Bu fotoğraflar sadece anı ölümsüzleştiren kareler değil, aynı zamanda arşivlerde yer alacak birer tarihsel belge. Üstelik İstanbul öyle fotojenik ki karantinalı halleri bile insanın kanını kaynatacak kadar güzel. Usta fotoğrafçılar Ali Kabaş, Mustafa Seven, Sinan Arslan ve Murat Baykara şehrin literatüre kazınacak hallerini İstanbul Life için görüntüledi.
FOTOĞRAF: ALİ KABAŞ
KÖPRÜDE SABAH
Gece, yavaşça siyah mantosunu sürükler
Vapurlar, şimdi suya bırakılmış kütükler
Ufuk, banyo edilen bir fotoğraf camıdır
Dağlar dudaklarını boyar pembe bir tüyle
Köprüde fersiz gözler açılır üzüntüyle
Sabah, ıstırap çeken kalplerin akşamıdır
Kollarını gererken iş bekleyen bir sandal
İlk ışıklar açılır esmer sularda dal dal
Rüya görür kıyılar bir uyanık uykuda
Gecenin bir mehtabı andırırken sonları
Gemi fenerlerinin ziyadan bastonları
Kaybolur ağır ağır kurşunileşen suda
Paslı mızraklar gibi uyuklayan direkler
Bir gün yapacakları muhayyel cengi bekler
Uçuşur beyaz deniz kuşları alay alay
Buruşuk bir deriyi andırır titreyen su
İner merdivenlerden ilk vapurun yolcusu
Uyandırır ihtiyar köprüyü bir tramvay
SABAHATTİN ALİ
FOTOĞRAF: MUSTAFA SEVEN
İSTANBUL
Evin içinde bir oda, odada İstanbul
Odanın içinde bir ayna, aynada İstanbul
Adam sigarasını yaktı, bir İstanbul dumanı
Kadın çantasını açtı, çantada İstanbul
Çocuk bir olta atmıştı denize, gördüm
Çekmeğe başladı, oltada İstanbul
Bu ne biçim su, bu nasıl şehir
Şişede İstanbul, masada İstanbul
Yürüsek yürüyor, dursak duruyor, şaşırdık
Bir yanda o, bir yanda ben, ortada İstanbul
İnsan bir kere sevmeye görsün, anladım
Nereye gidersen git, orada İstanbul
ÜMİT YAŞAR OĞUZCAN
FOTOĞRAF: MURAT BAYKARA
SİSTE SÖYLENİŞ
Birden kapandı birbiri ardınca perdeler
Kandilli, Göksu, Kanlıca, İstinye nerdeler?

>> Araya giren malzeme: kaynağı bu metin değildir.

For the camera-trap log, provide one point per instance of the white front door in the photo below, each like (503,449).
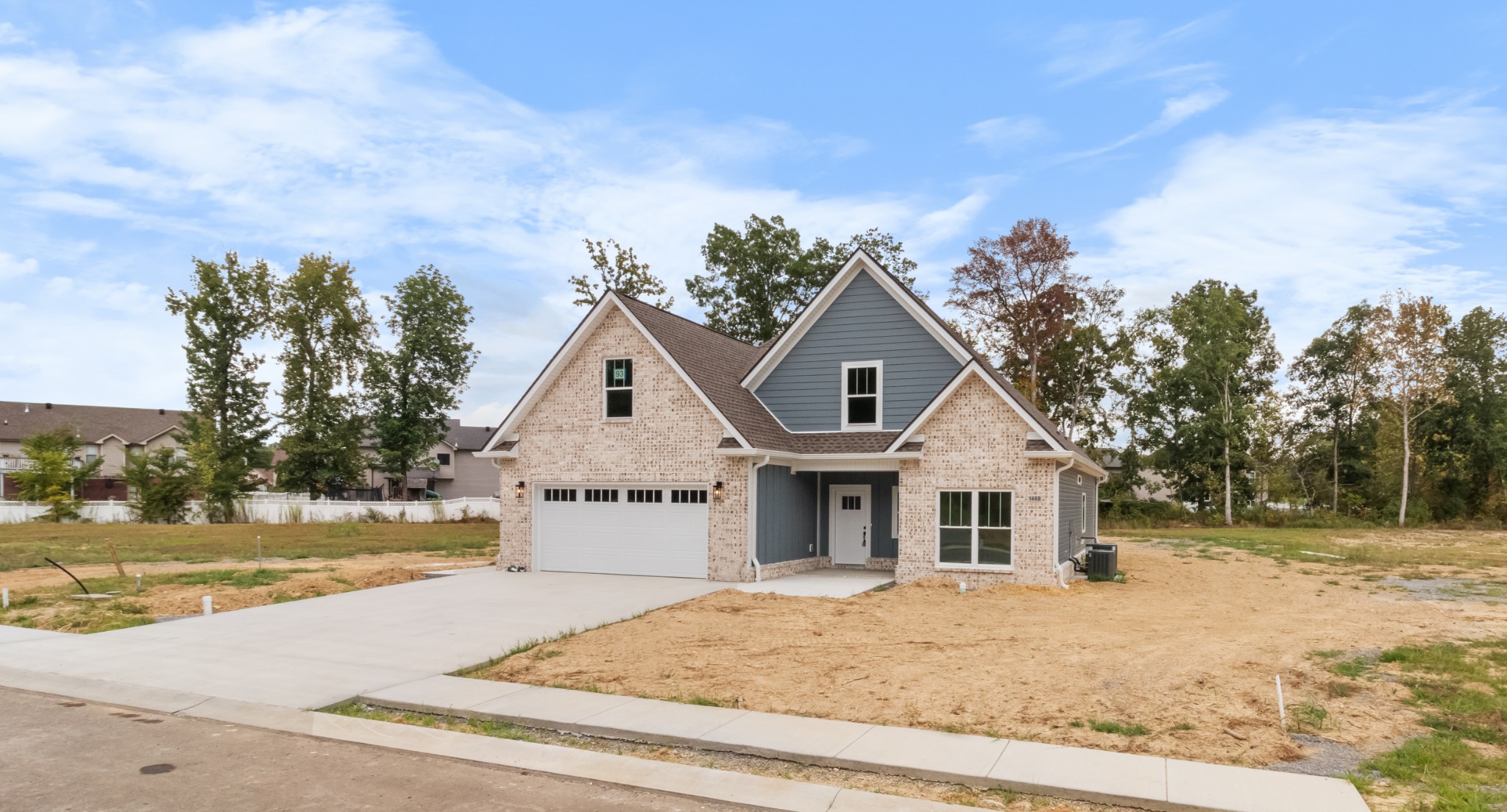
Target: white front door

Som zümrüt ortasında, muzaffer, akıp giden
Firuze nehri nerde? Bugün saklıdır, neden?
Benzetmek olmasın sana dünyada bir yeri
Eylül sonunda böyledir İsviçre gölleri
Bir devri lanetiyle boğan şairin ‘Sis’i
Vicdan ve ruh elemlerinin en zehirlisi
Hülyama bir eza gibi aksetti bir daha;
-Örtün! Müebbeden uyu. Ey şehr! -O beddua…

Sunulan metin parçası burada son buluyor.